Plasma and urine metabolome

Serum concentrations of NT-proBNP showed solely significant inverse associations with seven plasma metabolites (Fig. 2). Those included androsterone sulfate, glycerophosphocholine (GPC), the diacyl phosphatidylcholine (PC aa XX:Y) PC aaC40:5, the lysophosphatidylcholine (lysoPC) C18:0, uridine and the two unknown compounds X-12844 and X-11444.
Fig. 2
Fig. 2

Beta-estimates (points) with 95%-confidence intervals (lines) from linear regression analysis for plasma and urine metabolites significantly associated (controlling the false discovery rate at 5%) with serum NT-proBNP concentrations

A total of 39 urine metabolites showed significant associations with NTproBNP (Fig. 2). One signature comprised amino acid species, in particular inverse associations with aromatic and branched-chain amino acids (BCAA) and related degradation intermediates (Fig. 2). Only C-mannosyltryptophan, 3-methylglutaconate, and 1-methylimidazoleacetate were an exception showing positive associations.
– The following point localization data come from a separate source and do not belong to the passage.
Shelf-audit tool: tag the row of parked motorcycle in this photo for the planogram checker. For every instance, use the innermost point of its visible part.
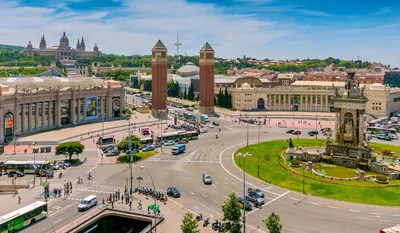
(216, 226)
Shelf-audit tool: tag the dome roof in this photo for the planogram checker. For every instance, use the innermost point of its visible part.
(189, 69)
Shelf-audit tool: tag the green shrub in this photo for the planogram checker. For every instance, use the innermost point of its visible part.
(295, 162)
(381, 178)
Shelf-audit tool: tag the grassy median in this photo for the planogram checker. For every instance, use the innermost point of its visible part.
(272, 172)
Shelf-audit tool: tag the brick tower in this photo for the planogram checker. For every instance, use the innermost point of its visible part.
(207, 79)
(159, 63)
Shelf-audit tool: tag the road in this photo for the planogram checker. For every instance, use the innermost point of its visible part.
(298, 213)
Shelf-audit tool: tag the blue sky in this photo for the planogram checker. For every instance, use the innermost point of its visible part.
(272, 29)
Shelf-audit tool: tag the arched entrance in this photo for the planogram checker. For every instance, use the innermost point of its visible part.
(116, 108)
(260, 103)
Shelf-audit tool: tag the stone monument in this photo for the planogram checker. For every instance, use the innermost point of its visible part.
(350, 148)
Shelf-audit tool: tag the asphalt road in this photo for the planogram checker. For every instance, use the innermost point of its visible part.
(299, 213)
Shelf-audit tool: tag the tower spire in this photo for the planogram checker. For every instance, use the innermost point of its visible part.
(177, 44)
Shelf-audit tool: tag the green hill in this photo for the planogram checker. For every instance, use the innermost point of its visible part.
(11, 47)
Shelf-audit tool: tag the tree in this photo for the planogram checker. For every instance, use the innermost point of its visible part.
(272, 223)
(189, 224)
(69, 149)
(232, 214)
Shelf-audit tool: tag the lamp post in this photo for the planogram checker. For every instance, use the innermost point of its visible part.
(155, 199)
(244, 185)
(34, 163)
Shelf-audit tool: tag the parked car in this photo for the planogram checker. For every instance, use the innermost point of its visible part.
(207, 178)
(253, 197)
(173, 192)
(313, 133)
(18, 173)
(148, 148)
(256, 190)
(297, 132)
(169, 143)
(243, 203)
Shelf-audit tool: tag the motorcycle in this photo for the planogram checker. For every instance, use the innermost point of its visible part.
(199, 217)
(206, 222)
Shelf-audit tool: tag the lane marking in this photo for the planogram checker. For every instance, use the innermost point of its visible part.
(376, 213)
(356, 211)
(62, 209)
(276, 198)
(385, 220)
(57, 221)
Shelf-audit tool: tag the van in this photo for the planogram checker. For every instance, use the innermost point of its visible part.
(88, 203)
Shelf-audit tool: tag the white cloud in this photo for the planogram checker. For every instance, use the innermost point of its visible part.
(141, 23)
(383, 11)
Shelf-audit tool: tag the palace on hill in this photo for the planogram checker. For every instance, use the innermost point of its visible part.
(63, 51)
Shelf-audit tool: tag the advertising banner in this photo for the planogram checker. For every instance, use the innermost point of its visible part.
(92, 108)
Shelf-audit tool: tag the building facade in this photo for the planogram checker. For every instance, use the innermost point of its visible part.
(63, 51)
(30, 105)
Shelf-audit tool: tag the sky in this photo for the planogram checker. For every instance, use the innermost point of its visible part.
(274, 29)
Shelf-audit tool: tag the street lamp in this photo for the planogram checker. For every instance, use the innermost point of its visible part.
(244, 185)
(155, 199)
(34, 163)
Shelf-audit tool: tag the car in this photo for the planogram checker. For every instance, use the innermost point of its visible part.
(203, 130)
(148, 148)
(313, 133)
(244, 204)
(253, 197)
(18, 173)
(87, 203)
(207, 178)
(256, 190)
(297, 132)
(173, 192)
(169, 143)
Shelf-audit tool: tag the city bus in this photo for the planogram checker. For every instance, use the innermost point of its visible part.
(16, 220)
(189, 135)
(27, 167)
(105, 141)
(378, 130)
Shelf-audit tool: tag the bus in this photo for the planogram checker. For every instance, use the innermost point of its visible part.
(189, 135)
(378, 130)
(145, 131)
(16, 220)
(27, 167)
(105, 141)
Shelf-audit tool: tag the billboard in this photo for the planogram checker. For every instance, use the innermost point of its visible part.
(92, 109)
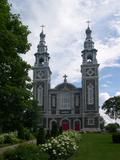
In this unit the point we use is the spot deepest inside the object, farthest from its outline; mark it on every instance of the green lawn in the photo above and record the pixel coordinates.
(97, 146)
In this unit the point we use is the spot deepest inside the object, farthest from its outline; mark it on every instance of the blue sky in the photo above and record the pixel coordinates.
(65, 22)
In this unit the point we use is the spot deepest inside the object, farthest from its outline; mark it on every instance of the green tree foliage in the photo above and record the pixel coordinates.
(15, 87)
(112, 107)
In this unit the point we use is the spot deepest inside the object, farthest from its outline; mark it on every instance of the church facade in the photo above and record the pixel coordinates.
(66, 105)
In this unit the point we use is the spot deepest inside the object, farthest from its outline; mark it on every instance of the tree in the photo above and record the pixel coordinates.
(15, 84)
(112, 107)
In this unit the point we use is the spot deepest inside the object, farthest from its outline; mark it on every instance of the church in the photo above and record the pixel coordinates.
(66, 105)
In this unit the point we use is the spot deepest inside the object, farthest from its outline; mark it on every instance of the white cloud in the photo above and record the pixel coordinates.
(105, 76)
(65, 22)
(107, 118)
(117, 93)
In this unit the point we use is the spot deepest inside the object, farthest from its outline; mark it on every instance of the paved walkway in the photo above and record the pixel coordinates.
(3, 149)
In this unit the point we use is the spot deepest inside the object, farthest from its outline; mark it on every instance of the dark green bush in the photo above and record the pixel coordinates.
(40, 136)
(116, 138)
(9, 138)
(25, 152)
(54, 131)
(111, 127)
(24, 133)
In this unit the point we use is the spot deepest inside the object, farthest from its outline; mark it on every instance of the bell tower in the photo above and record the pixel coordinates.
(41, 74)
(90, 92)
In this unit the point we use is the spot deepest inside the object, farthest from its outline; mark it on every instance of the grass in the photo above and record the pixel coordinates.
(97, 146)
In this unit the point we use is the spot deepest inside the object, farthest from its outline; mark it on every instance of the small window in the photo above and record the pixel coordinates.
(91, 121)
(41, 61)
(89, 58)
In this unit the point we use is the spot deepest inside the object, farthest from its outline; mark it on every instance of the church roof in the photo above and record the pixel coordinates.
(64, 85)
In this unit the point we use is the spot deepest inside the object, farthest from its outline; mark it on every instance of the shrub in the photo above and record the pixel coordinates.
(111, 127)
(1, 139)
(63, 146)
(54, 131)
(116, 138)
(9, 138)
(24, 133)
(26, 152)
(40, 136)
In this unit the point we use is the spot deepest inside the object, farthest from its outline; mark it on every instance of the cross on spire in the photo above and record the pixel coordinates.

Further inverse associations were observed for urinary levels of 11-ketoetiocholanolone glucuronide, glycolate, 1-methylxanthine, and methanol as well as several unknown compounds. Among the latter, the strong inverse associations with X-11444 and X-12844 seen in plasma were replicated in urine (Fig. 2). Positive associations with serum NT-proBNP comprised neopterin, N-acetylneuraminate, pseudouridine, adenosine, phosphate, and acetone as well as several unknown compounds.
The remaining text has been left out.